2017-09-05 19:01:06

by Davidlohr Bueso

[permalink] [raw]
Subject: [PATCH 0/6] swait: Introduce and use swq_has_sleepers

Hi.

Recently[1] Nick mentioned that a lot of swait_active() callers look fishy.
This is because it inherited bad habits from regular waitqueues. Other than rcu,
kvm is one of the main callers, which I audited.

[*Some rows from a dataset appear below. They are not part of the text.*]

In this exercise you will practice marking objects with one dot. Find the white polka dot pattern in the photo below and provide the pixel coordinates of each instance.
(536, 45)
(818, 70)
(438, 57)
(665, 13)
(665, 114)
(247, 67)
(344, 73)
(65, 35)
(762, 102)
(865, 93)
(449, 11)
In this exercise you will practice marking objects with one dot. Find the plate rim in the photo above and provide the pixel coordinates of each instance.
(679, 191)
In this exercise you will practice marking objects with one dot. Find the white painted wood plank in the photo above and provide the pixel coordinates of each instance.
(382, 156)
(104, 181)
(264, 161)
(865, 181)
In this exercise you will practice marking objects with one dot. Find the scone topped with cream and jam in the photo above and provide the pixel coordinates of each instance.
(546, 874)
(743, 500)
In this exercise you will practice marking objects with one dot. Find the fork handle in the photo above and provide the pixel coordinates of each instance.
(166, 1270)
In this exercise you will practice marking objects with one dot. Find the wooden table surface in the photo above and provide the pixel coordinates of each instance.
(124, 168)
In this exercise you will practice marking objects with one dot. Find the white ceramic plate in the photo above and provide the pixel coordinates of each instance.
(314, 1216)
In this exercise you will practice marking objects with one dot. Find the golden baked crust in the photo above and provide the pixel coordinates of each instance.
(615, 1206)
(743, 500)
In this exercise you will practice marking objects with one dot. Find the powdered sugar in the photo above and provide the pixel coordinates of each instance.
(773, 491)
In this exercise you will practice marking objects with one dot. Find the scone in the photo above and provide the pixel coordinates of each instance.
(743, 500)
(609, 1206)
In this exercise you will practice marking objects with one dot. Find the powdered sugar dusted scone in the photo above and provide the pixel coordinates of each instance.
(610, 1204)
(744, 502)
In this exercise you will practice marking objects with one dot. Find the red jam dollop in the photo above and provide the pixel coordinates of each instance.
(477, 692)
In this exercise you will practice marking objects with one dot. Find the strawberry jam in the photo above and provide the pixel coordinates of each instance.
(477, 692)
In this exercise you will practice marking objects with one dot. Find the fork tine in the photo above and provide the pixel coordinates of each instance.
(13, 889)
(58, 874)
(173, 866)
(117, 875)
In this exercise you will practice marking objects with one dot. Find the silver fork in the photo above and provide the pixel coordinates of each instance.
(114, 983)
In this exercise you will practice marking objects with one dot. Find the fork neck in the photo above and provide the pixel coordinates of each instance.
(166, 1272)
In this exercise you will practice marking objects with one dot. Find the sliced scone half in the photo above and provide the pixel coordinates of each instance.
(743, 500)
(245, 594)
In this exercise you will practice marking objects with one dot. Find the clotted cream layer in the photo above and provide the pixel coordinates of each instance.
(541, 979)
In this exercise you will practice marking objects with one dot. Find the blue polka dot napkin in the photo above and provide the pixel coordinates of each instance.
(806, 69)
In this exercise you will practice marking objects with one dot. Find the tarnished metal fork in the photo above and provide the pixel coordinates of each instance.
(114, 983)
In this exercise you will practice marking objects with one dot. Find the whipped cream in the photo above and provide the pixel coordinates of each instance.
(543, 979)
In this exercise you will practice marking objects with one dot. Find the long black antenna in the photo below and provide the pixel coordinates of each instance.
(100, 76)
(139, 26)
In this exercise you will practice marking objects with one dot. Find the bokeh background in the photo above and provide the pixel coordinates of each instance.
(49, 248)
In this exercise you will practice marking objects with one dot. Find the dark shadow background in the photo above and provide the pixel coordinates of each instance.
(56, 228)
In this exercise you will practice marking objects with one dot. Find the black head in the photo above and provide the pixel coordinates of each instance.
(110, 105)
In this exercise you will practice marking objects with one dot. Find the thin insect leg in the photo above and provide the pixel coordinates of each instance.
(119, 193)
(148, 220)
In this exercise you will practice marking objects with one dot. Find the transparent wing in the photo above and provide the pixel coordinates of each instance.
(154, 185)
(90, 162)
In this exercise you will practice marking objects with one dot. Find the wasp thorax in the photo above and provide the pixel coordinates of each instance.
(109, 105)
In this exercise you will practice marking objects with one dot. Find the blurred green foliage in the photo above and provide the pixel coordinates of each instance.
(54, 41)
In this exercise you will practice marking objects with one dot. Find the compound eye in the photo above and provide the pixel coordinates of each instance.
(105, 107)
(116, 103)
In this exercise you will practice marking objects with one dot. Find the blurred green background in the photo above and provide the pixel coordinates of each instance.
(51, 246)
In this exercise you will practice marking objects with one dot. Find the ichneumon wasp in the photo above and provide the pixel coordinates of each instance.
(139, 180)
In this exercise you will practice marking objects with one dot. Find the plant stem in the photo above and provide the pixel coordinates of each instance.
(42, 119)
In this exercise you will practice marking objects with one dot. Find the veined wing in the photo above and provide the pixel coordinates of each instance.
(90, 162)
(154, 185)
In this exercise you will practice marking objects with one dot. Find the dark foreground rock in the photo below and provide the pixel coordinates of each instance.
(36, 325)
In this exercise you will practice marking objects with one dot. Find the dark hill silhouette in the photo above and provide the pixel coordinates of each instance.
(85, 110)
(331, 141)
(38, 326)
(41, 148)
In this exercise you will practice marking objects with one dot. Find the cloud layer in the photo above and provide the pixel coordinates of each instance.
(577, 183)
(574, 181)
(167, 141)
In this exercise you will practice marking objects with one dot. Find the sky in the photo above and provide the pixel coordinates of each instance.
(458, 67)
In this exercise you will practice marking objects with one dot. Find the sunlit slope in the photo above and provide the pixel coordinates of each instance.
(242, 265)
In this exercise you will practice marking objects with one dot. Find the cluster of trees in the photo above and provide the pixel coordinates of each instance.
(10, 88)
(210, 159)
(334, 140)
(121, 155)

The following patches fix and/or justify (in baby steps) some of the
callers. Note that s390 and mips are other offenders, but I have no
idea if it can actually occur -- ie:

CPU0 CPU1
kvm_vcpu_block kvm_mips_comparecount_func

[S] prepare_to_swait(&vcpu->wq)
[L] swait_active(&vcpu->wq)
[S] queue_timer_int(vcpu)

[L] if (!kvm_vcpu_has_pending_timer(vcpu))
schedule()


[1] swait: add missing barrier to swake_up: https://lkml.org/lkml/2017/9/1/165

Thanks!

Davidlohr Bueso (6):
sched/wait: Add swq_has_sleepers()
kvm,async_pf: Use swq_has_sleepers()
kvm,lapic: Justify use of swait_activate()
x86,kvm: Fix apf_task_wake_one() serialization
kvm: Serialize wq active checks in kvm_vcpu_wake_up()
kvm,powerpc: Serialize wq active checks in ops->vcpu_kick

arch/powerpc/kvm/book3s_hv.c | 2 +-
arch/x86/kernel/kvm.c | 2 +-
arch/x86/kvm/lapic.c | 6 +++++
include/linux/swait.h | 57 ++++++++++++++++++++++++++++++++++++++++++--
virt/kvm/async_pf.c | 6 +----
virt/kvm/kvm_main.c | 2 +-
6 files changed, 65 insertions(+), 10 deletions(-)

--
2.12.0


2017-09-05 19:01:12

by Davidlohr Bueso

[permalink] [raw]
Subject: [PATCH 1/6] sched/wait: Add swq_has_sleepers()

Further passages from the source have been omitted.